Changes of transcriptome in endothelial cells from kidney with tubule-specific conditional Vhlh gene knockout (Hoxb7-Cre-GFP; VhlhloxP/loxP), compared with wild-type.

Clear-cell renal cell carcinoma (ccRCC) is the most prevalent histological subtype of RCC in which more than 80% of ccRCC cases are associated with early inactivation of von Hippel-Lindau (VHL) tumor suppressor gene. We have generated a knockout mouse strain in which mouse allele of VHL (Vhlh) is conditionally deleted in the kidney epithelium (cortical tubules, collecting ducts and ascending Loops of Henle). These knockout mice showed high penetrance of inflammation and fibrosis in the kidney in addition to hyperplasia and the appearance of transformed clear cells. These results support the concept of tumor-promoting inflammation.
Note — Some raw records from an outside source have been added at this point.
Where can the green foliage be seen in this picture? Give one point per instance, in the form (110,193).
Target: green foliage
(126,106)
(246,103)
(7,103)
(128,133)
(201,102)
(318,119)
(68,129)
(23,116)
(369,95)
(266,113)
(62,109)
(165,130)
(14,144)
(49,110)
Surprisingly, we found that the expression of pJNK, a marker of inflammation, was expressed in endothelial cells (ECs) in Vhlh mutant tissue although the knockout was in epithelial cells not in endothelial cells. The result indicated the important role of ECs in the initiation tumor progression. Therefore, the aim of this study is to investigate the molecular changes of ECs in the VHL mutant microenvironment. ECs from kidney of 3-month old male mice of mutant (Hoxb7-Cre-GFP-VhlhloxP/loxP, named ECs-KO) and control wildtype (Hoxb7-Cre-GFP, named ECs-WT) were isolated by anti-Cd31 antibody-conjugated magnetic beads. Total mRNAs of these isolated ECs were extracted immediately without additional culturing to capture as close as possible the in vivo molecular profile of ECs.